Page MenuHomePhabricator

In ContentTranslation, some references are still going missing...
Closed, ResolvedPublic

Description

We at Wiki Project Med are working to relaunch our translation efforts. The problems of ContentTranslation dropping references; however, still persists.

Here was the source content being translated and here was the target content that resulted. https://ja.wikipedia.org/w/index.php?title=%E8%A1%80%E6%B8%85%E7%97%85&oldid=83393053 Here is the edit restoring all the missing / dropped references. https://ja.wikipedia.org/w/index.php?title=%E8%A1%80%E6%B8%85%E7%97%85&type=revision&diff=83393098&oldid=83393085

I previously believed that the issue occurred when the full definition of the reference occurred within the infobox so we had a bot move the full definitions out of the infobox for all our leads that are ready to translate.

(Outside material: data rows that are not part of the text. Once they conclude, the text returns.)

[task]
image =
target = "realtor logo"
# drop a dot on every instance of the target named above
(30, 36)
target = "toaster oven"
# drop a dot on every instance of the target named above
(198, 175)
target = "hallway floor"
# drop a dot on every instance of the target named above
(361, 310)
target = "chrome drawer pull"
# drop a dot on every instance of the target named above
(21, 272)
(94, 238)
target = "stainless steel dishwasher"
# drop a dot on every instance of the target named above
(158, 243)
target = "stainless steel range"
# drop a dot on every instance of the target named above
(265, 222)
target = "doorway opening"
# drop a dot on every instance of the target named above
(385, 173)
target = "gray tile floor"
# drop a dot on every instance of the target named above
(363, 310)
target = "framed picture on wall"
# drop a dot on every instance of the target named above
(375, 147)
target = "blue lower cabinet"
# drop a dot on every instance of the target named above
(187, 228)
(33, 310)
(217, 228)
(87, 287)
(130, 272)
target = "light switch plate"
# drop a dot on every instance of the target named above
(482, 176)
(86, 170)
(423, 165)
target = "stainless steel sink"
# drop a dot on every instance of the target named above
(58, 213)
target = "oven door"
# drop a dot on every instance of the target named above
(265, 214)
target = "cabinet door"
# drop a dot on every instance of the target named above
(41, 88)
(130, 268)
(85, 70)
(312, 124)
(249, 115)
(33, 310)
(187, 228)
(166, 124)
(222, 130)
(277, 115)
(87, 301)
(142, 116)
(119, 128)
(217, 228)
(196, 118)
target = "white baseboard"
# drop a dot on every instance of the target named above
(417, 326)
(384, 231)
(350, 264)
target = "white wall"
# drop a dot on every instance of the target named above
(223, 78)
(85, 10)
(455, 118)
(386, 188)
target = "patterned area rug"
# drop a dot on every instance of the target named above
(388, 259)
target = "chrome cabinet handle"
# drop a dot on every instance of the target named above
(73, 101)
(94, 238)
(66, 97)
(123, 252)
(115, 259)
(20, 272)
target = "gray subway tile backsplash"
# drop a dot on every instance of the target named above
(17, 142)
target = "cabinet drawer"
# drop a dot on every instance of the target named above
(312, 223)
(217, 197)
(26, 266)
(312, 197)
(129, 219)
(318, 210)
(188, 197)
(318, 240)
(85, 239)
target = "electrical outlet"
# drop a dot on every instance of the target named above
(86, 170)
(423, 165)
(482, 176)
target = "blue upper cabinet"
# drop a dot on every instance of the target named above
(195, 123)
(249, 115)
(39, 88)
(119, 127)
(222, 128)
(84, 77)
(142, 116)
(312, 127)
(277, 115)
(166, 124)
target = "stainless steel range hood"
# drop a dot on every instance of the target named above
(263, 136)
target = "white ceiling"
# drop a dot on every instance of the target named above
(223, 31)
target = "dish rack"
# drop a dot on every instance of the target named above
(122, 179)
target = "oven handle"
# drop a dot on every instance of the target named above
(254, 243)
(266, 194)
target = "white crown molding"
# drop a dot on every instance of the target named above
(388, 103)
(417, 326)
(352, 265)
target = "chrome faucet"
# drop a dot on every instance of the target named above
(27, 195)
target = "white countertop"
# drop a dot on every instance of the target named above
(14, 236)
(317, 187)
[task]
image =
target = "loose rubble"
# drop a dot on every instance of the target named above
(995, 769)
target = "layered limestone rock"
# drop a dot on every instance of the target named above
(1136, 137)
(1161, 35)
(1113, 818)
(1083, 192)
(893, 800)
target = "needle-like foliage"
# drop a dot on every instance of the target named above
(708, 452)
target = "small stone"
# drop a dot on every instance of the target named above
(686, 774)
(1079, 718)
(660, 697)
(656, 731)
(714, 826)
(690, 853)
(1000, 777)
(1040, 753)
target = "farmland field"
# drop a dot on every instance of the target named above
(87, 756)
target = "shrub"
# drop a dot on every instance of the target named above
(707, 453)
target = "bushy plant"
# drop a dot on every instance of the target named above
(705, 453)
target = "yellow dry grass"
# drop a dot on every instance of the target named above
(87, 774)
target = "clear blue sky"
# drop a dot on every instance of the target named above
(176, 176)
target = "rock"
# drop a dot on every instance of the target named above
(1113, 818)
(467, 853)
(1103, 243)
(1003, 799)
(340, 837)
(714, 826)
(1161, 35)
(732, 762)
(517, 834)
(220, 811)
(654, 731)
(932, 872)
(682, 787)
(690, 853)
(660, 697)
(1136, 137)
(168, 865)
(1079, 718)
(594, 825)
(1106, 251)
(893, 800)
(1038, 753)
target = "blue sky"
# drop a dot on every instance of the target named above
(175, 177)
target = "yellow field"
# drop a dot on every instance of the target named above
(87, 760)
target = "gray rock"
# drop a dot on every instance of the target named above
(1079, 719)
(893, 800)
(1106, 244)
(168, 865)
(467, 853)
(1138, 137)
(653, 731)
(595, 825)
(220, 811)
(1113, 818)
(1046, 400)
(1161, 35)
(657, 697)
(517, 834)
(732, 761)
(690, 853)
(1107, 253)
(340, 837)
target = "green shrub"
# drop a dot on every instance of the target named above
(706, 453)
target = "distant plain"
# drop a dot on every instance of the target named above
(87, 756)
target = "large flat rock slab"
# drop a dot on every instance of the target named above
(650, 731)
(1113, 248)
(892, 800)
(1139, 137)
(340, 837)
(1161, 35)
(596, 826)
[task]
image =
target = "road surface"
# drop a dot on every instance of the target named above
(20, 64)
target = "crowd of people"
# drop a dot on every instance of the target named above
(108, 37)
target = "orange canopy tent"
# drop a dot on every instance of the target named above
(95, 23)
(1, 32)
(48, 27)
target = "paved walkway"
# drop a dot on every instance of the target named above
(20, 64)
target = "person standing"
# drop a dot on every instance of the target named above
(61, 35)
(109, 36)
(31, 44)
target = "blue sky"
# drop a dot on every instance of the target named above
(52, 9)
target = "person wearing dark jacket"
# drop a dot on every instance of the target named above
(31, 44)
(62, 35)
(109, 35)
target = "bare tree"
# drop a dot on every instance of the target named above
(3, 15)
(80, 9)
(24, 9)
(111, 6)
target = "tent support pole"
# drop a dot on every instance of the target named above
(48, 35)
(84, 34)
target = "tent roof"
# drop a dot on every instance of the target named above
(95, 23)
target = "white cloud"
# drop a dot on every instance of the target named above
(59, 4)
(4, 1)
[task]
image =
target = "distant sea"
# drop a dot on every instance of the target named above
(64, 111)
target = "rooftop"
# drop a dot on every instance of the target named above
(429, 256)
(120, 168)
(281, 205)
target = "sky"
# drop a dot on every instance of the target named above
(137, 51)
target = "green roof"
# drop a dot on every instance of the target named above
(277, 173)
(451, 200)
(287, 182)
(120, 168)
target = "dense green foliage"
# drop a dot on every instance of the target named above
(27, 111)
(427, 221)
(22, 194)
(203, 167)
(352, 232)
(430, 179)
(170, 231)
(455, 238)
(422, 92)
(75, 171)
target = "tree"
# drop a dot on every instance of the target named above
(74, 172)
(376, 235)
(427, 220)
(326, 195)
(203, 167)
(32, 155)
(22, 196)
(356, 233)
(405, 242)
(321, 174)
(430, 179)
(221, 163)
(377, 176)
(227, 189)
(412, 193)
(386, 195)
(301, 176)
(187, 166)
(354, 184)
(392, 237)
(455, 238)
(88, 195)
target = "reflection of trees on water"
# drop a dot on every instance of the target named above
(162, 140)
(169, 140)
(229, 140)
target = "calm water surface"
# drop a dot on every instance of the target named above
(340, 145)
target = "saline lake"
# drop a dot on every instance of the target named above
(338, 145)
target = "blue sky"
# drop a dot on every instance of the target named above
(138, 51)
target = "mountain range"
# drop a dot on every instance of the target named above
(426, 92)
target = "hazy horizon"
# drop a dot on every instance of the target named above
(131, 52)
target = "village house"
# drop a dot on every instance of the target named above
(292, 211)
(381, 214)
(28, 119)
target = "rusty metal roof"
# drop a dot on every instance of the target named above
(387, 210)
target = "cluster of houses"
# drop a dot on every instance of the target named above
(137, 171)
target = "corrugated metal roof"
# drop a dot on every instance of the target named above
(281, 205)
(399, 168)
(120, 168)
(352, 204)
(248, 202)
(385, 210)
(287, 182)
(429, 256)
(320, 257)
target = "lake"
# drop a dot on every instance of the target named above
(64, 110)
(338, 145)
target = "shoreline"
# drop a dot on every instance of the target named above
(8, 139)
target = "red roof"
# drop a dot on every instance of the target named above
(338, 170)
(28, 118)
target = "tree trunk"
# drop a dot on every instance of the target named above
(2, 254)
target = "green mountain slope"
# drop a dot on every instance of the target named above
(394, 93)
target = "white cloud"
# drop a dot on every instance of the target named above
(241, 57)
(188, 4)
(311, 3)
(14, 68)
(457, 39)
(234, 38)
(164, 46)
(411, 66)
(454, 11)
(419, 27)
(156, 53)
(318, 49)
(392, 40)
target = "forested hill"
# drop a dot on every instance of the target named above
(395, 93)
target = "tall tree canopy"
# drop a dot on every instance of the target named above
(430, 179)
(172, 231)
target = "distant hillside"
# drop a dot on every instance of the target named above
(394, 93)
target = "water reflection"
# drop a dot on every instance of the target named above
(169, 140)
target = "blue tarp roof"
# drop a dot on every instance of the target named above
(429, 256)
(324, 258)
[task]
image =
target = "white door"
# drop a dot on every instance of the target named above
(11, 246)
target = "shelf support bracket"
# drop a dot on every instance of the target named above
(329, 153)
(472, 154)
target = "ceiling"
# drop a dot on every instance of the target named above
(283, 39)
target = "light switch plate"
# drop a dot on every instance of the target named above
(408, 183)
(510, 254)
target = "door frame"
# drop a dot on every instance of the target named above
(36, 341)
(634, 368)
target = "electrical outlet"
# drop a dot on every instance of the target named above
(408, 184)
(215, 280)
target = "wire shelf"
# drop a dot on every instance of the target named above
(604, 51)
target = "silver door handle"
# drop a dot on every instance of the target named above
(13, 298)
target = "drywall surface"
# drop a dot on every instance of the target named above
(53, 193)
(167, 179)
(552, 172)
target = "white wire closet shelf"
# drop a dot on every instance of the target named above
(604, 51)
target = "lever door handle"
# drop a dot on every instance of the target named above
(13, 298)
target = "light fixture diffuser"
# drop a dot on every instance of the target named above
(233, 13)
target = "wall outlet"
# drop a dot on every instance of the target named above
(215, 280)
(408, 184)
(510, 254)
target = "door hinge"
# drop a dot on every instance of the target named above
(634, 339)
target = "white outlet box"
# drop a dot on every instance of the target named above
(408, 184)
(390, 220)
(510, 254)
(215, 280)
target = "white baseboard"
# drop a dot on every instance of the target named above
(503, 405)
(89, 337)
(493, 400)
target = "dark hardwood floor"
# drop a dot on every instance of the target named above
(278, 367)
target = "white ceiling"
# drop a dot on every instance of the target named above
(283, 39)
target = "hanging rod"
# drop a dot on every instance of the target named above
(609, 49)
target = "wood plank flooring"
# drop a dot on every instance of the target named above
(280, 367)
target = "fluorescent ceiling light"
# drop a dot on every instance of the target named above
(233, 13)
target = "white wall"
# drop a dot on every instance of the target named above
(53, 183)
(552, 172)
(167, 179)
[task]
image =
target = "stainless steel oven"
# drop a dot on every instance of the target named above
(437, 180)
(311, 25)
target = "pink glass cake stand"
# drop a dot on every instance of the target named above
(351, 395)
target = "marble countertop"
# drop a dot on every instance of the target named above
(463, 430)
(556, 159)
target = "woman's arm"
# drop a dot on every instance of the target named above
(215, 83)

Yet the problems persists.


A more precise description, added by @Amire80: I've tried to translate https://en.wikipedia.org/w/index.php?oldid=1022115153 to Japanese. Three footnote appear at the bottom, albeit with some error messages. However, some footnote numbers don't appear in the published translation, for example the "Stat2020" reference in the beginning of the first paragraph. I do see it while I'm translating, but not in the published page.


Reproducible test cases

This example page contains 3 instances of the same reference. When it is translated from English to Japanese (using Google translate for each paragraph) the published result only contains 2 instances of the reference (i.e., one got lost).

The expected result would be for the three instances to be present in the published article.

Below you can see the source, translation and target screenshots. Notice that the reference next to the "kidney failure" link is only missing in the published content (see the red zone highlighted):

Source example contentSource and target in Content TranslationPublished content
Screenshot 2021-05-26 at 12.08.03 2.png (367×883 px, 126 KB)
Screenshot 2021-05-26 at 11.57.10 2.png (804×1 px, 199 KB)
Screenshot 2021-05-26 at 12.08.03 2 2.png (519×798 px, 156 KB)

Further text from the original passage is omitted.